He watched as I poked the lens into my left eye with my dirty index finger. Finally, I could see properly again. I looked at my captor and blinked.
Zahir had dark eyes, set apart by a thin nose. He wore a beaded skullcap on the back of his head, like many Afghan men I’d met before. His kameez was a light green, with matching baggy pants. He’d left his brown leather sandals by the door.
“Where is Khalid? Where did they go?” I asked. I wondered if they had homes in the village. If they had beds, bathrooms, electricity, lights.
“They go home,” Zahir answered.
“A house?”
“Yes, a house.”
“Do you live there too?” I asked.
“I live there sometime,” he said. “I live in Pakistan. You know Peshawar?”
I’d never been across the border. I had been close to it with the Canadian troops, and I knew that Peshawar was just the other
side of the Khyber Pass. At one time it was a major supply route for NATO forces in Afghanistan. Over the last year, it had become more of a haven for insurgents. I remembered hearing that there had been a suicide bombing there just a few weeks before. I asked Zahir if his family was from there, and he told me they had a house in Peshawar.
“How many of you are there? You, Khalid, do you have other brothers?” He told me he had three brothers and one sister.
“And you travel back and forth between here and there?”
“I go back there tomorrow,” he said. “We come to Afghanistan in summer. Peshawar in winter.”
“What do you do there?” I asked.
“I go to school,” he answered.
“School? How old are you?”
“I maybe nineteen or twenty.”
“How old is Khalid?” I thought Zahir had to be younger, since Khalid seemed to be the one in charge.
“He is maybe nineteen. Maybe eighteen. He is youngest.”
“Do your other brothers and sister come to Afghanistan too?”
“No,” Zahir said, “Khalid and I come with our father. Our work is here.” I asked him what he meant by “work.”

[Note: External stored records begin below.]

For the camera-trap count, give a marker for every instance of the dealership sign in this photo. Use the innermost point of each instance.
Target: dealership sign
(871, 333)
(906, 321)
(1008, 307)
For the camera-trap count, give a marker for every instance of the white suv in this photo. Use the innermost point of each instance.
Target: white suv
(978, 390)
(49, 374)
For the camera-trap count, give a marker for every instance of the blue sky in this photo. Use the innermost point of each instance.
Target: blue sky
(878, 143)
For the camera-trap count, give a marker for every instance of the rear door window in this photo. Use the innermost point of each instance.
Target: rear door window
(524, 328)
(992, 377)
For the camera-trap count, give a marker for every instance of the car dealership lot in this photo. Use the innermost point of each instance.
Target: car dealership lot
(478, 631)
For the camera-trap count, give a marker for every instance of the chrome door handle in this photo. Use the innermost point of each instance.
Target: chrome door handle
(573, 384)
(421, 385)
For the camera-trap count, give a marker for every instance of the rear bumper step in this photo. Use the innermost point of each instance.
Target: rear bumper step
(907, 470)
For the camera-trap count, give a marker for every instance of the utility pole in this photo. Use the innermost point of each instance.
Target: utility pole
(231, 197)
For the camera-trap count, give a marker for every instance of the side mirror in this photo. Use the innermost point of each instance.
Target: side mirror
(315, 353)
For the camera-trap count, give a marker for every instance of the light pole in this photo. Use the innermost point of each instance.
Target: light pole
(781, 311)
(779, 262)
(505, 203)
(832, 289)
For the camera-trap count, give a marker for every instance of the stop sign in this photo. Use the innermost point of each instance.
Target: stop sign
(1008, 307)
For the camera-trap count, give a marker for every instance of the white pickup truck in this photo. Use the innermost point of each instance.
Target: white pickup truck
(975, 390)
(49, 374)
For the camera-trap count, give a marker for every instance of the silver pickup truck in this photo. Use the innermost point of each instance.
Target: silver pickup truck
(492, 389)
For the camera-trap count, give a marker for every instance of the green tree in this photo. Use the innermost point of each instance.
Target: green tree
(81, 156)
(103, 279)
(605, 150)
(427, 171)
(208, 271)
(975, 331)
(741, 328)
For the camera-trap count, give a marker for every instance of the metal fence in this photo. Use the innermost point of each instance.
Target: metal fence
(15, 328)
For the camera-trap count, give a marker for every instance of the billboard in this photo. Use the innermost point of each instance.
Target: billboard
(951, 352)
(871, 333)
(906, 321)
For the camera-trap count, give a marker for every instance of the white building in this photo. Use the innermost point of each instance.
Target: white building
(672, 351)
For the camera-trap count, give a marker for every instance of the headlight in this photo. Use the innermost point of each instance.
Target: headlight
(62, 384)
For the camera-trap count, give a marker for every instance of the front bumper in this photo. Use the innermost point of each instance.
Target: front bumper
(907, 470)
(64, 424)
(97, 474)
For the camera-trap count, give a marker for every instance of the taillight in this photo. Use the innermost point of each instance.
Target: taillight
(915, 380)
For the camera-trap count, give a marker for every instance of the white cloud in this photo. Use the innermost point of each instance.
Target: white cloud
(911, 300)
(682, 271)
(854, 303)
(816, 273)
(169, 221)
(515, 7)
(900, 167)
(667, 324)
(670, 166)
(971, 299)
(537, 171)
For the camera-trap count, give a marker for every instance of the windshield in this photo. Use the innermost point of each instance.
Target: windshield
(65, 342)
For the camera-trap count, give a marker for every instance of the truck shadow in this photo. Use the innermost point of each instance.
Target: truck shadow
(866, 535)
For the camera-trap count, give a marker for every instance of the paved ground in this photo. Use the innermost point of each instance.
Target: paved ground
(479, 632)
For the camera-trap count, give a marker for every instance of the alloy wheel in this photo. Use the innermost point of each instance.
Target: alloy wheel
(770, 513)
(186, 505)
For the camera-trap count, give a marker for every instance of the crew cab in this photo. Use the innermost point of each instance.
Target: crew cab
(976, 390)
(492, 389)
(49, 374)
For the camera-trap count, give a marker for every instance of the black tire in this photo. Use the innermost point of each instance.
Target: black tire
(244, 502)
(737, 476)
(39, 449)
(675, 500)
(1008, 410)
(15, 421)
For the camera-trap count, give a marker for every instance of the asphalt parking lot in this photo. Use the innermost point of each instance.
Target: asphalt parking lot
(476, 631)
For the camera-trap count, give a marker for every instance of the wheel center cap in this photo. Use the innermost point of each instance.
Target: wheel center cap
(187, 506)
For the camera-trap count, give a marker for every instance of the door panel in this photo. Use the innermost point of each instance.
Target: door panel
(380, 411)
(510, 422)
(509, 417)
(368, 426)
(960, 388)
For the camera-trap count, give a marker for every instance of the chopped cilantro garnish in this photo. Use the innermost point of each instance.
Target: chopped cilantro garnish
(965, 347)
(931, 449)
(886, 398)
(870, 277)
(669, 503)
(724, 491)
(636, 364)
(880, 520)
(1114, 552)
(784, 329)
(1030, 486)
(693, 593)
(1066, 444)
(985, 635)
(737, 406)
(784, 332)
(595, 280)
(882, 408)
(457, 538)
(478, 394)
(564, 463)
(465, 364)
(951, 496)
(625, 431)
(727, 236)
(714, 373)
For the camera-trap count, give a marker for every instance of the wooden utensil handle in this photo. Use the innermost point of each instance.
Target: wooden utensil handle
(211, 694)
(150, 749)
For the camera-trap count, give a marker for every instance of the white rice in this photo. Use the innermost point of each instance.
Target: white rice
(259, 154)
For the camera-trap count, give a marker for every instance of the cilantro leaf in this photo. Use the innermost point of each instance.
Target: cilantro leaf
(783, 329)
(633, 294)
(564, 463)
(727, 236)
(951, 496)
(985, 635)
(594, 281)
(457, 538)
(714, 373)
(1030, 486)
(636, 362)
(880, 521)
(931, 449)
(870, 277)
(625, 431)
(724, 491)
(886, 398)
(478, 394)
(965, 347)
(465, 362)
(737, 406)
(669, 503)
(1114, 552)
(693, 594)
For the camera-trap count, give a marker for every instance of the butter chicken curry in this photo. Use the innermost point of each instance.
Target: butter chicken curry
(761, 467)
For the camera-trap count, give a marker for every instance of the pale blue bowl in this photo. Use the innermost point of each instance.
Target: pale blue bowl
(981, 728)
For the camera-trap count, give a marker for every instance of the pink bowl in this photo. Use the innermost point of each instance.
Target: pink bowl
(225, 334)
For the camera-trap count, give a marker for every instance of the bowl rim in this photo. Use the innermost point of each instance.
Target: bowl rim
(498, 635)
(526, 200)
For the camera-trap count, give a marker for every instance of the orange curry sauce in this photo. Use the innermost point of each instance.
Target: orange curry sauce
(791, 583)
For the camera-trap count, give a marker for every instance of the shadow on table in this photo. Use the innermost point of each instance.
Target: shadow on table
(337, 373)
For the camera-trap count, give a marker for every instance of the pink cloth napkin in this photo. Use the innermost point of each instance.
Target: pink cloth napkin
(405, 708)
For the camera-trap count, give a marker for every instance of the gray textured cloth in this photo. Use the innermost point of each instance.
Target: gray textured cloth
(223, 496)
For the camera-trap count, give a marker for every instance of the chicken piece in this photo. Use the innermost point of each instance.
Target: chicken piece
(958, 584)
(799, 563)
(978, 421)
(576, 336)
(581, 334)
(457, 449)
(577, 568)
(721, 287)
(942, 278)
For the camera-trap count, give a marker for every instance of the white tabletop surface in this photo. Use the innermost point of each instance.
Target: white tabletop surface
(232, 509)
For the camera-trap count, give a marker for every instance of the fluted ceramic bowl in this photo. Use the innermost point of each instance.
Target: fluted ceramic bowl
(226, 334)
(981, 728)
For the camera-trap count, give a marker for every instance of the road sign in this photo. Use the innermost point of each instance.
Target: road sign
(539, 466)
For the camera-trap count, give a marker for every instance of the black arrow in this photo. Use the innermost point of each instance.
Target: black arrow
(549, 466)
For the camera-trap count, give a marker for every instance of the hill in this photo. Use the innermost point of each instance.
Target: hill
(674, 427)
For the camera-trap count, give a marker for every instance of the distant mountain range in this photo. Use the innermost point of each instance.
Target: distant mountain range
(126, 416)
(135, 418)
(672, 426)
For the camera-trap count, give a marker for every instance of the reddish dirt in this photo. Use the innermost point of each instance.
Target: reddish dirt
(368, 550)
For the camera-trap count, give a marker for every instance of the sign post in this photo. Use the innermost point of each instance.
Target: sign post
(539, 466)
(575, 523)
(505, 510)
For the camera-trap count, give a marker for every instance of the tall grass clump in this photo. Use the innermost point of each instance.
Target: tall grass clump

Zahir gestured with his hand. “This work.”
That’s nice, I thought. A kidnapping family! Why would he even bother to go to school when you can make a good living robbing people of their freedom?
“Your father is here now?” I asked.
“No, he back in Peshawar. I go tomorrow.”
“How do you get there?”
“My friend, have a car. We drive. It takes about six hours,” he said. Then he stared at me. “You are okay?”
Was I okay? I’d been kidnapped, stabbed, thrown into a hole, covered in dirt, and he wanted to know if I was okay?
“I’m thirsty,” I said. “Do you have water?”
Zahir reached for the red plastic can. “We drink this water,” he told me. I looked inside. The water was murky, and brown sediment had settled on the bottom of the can. I looked at him, unsure of what to do. He picked up the can and told me to open my mouth. I was skeptical but thirsty, so allowed him to pour a small stream of water into my mouth.
“More?” he asked.
I shook my head. “Enough, thank you.”
“Now we sleep,” he told me.
Zahir laid his head on the dirty white pillow and stretched his bare feet out so they were next to my pillow. He sat up and detached the wires from the battery. Before the light went out, I noticed on the small clock that it was only eight-thirty. It was pitch black without the light on. I covered myself with the coat I’d taken off and put my head down on the red pillow. The ground was very uncomfortable. Even through the blanket, I could feel the bumps and sharp edges of the hard ground. I shifted to my side, only to have a rock dig into my hip. I shifted again. I just couldn’t get comfortable. I sat up and leaned my head against the wall, but that was even worse. I folded up the coat to sit on top of like a cushion. That was a little better, but then there was nowhere to put my head. I lifted the red pillow and propped it against the dirt wall.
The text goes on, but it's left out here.